It is understood Fisher Funds has hired senior research analyst with low-profile NZ-based hedge fund Trafalgar Copley, Robbie Urquhart, as head of Australian equities.
According to industry sources, Urquhart will replace Manuel Greenland, who resigned Fisher last year to take up a position with a new investment business operated by the Graeme Hart-owned Rank Group.
A spokesperson for the $7 billion plus Fisher Funds confirmed the Australian equities role had been filled with the yet-to-be officially named successful applicant due to start in about three months.
Urquhart is one of three senior investment staff at Trafalgar Copley, the long/short hedge fund founded in 2007 by former First NZ Capital managing director, David Copley.
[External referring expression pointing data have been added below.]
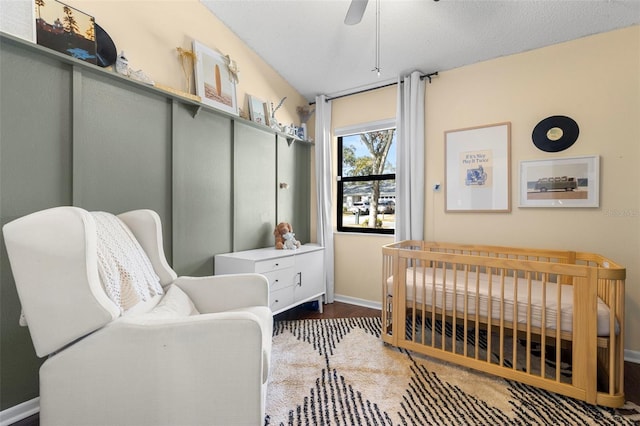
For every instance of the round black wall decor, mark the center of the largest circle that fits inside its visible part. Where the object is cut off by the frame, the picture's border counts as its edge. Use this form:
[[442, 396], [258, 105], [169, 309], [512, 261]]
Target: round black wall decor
[[555, 133]]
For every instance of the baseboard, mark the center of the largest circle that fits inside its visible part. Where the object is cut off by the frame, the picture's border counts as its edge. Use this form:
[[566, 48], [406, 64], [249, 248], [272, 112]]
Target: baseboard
[[18, 412], [632, 356], [356, 301]]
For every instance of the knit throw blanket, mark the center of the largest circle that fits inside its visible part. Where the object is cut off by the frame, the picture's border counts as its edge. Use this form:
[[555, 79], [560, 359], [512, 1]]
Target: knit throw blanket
[[124, 268]]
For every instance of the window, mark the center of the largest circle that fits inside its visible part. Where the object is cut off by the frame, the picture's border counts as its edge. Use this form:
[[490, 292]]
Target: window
[[366, 179]]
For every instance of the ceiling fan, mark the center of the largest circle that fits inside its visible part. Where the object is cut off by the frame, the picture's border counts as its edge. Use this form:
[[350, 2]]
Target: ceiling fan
[[355, 12]]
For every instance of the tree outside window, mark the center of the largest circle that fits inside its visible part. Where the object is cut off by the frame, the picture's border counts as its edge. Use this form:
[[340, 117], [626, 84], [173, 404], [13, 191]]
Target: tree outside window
[[366, 184]]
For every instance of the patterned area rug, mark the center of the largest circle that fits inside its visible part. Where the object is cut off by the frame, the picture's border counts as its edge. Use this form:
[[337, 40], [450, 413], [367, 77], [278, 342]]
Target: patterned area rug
[[338, 372]]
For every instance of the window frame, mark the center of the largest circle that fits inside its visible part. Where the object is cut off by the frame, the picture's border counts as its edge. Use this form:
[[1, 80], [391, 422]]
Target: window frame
[[351, 131]]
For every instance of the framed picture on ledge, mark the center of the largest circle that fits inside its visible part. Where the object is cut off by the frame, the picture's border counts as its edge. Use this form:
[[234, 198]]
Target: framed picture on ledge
[[214, 83], [257, 110]]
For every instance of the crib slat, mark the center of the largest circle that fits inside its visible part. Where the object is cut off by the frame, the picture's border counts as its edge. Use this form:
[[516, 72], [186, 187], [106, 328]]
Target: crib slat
[[502, 274], [558, 329]]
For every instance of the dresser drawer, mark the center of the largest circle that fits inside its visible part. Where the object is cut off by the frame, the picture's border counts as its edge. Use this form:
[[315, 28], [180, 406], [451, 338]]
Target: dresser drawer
[[280, 278], [274, 264], [279, 299]]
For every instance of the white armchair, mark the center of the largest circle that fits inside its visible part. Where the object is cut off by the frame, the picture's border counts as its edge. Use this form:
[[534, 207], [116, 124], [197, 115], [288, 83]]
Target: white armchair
[[197, 354]]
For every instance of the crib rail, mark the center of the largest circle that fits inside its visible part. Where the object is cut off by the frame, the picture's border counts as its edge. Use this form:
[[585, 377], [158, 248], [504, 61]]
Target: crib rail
[[522, 314]]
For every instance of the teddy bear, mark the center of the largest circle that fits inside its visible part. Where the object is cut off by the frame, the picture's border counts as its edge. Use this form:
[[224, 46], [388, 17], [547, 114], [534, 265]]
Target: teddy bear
[[285, 238]]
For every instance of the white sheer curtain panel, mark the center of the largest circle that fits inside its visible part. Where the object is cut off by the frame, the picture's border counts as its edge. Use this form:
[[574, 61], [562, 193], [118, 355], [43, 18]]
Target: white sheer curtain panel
[[324, 189], [410, 158]]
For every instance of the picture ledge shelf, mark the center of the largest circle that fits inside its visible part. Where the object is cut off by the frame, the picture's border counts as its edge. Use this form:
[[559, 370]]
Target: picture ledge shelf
[[165, 91]]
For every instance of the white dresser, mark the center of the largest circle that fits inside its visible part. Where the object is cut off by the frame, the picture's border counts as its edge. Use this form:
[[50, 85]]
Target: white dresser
[[295, 276]]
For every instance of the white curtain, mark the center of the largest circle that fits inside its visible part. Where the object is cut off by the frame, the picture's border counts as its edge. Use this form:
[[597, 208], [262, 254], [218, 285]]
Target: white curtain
[[410, 158], [324, 185]]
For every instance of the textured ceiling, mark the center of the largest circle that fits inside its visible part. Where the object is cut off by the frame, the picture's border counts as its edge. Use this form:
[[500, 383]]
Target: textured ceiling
[[307, 42]]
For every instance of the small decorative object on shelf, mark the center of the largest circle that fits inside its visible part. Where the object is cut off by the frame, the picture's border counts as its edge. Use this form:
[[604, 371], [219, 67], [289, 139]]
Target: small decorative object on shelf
[[256, 110], [216, 77], [274, 122], [232, 67], [285, 238], [188, 62], [122, 67]]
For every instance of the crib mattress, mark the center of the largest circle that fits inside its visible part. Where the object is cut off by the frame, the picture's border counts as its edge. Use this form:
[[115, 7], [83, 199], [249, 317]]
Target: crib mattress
[[420, 289]]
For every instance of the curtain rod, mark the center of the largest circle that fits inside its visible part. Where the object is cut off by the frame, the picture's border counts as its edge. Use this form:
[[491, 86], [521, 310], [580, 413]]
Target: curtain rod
[[422, 77]]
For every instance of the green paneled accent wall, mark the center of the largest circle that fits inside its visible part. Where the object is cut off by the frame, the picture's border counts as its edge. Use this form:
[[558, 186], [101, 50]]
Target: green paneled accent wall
[[35, 173], [76, 134], [254, 188], [202, 179]]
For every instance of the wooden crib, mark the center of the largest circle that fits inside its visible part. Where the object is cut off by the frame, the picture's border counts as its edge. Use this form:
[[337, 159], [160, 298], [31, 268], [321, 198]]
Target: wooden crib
[[548, 318]]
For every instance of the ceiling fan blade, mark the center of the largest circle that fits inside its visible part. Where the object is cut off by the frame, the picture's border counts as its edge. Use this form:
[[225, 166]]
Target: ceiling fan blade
[[355, 12]]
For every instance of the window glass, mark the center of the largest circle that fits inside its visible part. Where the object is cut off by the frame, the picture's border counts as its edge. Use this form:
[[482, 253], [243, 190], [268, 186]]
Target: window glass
[[367, 185]]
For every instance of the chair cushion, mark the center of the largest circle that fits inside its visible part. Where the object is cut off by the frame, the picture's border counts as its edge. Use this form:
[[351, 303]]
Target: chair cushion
[[266, 324], [124, 268], [174, 304]]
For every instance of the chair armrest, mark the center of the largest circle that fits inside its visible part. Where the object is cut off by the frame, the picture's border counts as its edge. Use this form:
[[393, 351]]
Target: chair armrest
[[218, 293], [169, 367]]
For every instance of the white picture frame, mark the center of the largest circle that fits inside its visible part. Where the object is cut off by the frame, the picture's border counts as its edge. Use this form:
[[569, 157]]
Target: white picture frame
[[478, 169], [214, 83], [560, 182], [257, 110]]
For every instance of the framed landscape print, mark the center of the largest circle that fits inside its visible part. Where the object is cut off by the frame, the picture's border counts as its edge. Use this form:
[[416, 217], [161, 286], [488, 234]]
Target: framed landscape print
[[67, 30], [477, 169], [214, 84], [560, 182]]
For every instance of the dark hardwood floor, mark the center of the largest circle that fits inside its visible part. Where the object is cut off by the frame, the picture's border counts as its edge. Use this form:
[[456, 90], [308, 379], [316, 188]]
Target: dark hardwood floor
[[345, 310]]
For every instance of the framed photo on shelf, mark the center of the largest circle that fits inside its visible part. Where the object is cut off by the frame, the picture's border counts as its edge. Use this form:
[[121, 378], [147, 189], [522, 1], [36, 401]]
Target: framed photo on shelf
[[477, 169], [560, 182], [257, 111], [67, 30], [214, 83]]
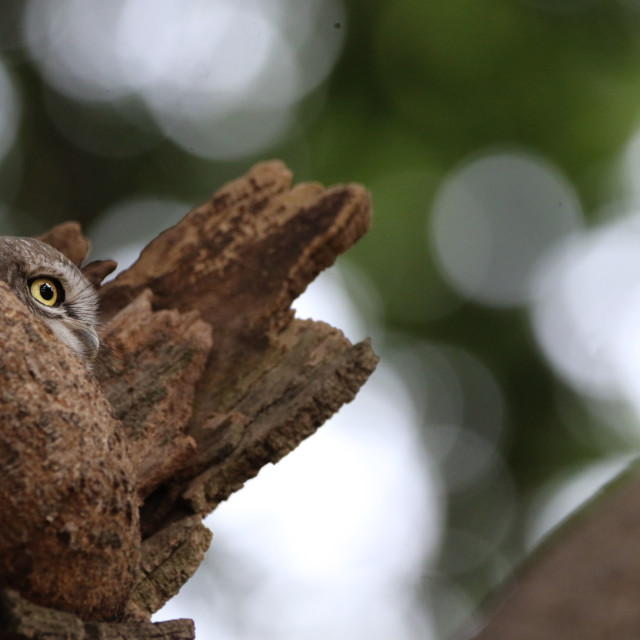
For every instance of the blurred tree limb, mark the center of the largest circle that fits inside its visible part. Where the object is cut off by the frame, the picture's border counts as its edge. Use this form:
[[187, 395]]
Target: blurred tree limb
[[584, 581], [209, 378]]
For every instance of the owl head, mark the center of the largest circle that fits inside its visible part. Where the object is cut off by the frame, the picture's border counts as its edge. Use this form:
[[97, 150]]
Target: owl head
[[53, 288]]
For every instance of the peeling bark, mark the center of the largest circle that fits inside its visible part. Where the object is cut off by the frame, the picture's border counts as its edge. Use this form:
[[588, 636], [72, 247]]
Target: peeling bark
[[206, 376]]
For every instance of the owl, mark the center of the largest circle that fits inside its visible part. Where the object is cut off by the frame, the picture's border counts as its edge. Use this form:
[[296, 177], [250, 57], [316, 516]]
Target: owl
[[54, 289]]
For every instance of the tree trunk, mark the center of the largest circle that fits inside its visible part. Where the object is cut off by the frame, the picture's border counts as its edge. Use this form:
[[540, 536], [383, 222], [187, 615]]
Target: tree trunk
[[207, 376]]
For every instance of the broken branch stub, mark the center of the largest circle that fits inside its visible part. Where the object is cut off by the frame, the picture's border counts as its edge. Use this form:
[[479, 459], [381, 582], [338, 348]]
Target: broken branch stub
[[240, 260], [206, 367]]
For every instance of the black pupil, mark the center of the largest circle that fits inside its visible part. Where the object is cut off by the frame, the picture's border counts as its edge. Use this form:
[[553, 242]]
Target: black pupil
[[46, 291]]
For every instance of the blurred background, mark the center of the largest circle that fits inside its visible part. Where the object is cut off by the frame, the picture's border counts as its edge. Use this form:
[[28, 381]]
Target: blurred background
[[500, 282]]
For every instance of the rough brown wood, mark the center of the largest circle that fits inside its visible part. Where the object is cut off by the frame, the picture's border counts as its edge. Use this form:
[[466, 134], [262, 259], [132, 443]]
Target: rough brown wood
[[70, 535], [206, 370], [149, 374], [23, 620]]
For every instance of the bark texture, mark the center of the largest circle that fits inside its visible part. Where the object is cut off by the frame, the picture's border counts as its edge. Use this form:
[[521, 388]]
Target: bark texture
[[206, 376]]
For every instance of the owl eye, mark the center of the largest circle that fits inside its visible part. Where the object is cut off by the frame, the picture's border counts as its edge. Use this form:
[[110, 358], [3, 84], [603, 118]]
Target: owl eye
[[47, 291]]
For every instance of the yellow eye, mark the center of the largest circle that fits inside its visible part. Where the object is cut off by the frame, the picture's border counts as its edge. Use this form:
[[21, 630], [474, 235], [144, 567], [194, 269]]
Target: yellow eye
[[46, 291]]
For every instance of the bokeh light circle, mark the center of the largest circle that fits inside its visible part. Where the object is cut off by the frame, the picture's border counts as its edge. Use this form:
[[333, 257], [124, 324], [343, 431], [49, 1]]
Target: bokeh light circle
[[494, 218]]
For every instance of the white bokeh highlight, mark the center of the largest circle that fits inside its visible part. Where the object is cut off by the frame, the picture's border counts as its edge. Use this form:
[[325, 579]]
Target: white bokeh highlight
[[494, 218], [340, 530], [220, 78], [586, 313]]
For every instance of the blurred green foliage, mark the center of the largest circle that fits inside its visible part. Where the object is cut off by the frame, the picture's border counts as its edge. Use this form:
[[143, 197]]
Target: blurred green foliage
[[419, 87]]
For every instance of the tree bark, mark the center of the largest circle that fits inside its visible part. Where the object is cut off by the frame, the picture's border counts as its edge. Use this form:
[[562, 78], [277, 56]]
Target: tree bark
[[206, 376]]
Copley remains a non-executive director for the rebranded FNZC.
The Trafalgar Copley fund, a partnership with UK-based hedge fund Trafalgar Capital, reported funds under management of just over $7 million as at the end of 2016, according to accounts filed this January, down from about $15.3 million the previous year.
Trafalgar is the portfolio manager for the NZ fund, which, along with two other offshore-based Trafalgar Copley entities, feeds into an Australian dollar-denominated, Caymans Island-domiciled master fund.
“The [AU$32 million] Trafalgar Copley Master Fund returned -48.6% (AU$ class) for the [2016] calendar year which compares to +7% for the ASX200 Index and +5.8% for the NZ Portfolio Index for the year,” the Trafalgar Copley report says. “This was a disappointing year for the fund.”
During 2016 the fund was hit by “broad based short squeezes” that saw the manager dial back “gross exposure”, the report says.
“Entering 2017, we are cautiously optimistic that the headwinds of ultra-loose monetary (and to an extent fiscal) policy settings facing fundamental based fund managers for the past few years is starting to abate,” the report says. “With interest rates starting to rise, if central bank involvement in financial markets can continue to gradually recede, and the dispersion of risk pricing of assets starts to rise, this should present us with some interesting investment opportunities, long and short during the year.”
The Trafalgar Copley Master Fund reported net assets of AU$32.4 as at December 31, 2016, compared to $AU88.7 million 12 months previously.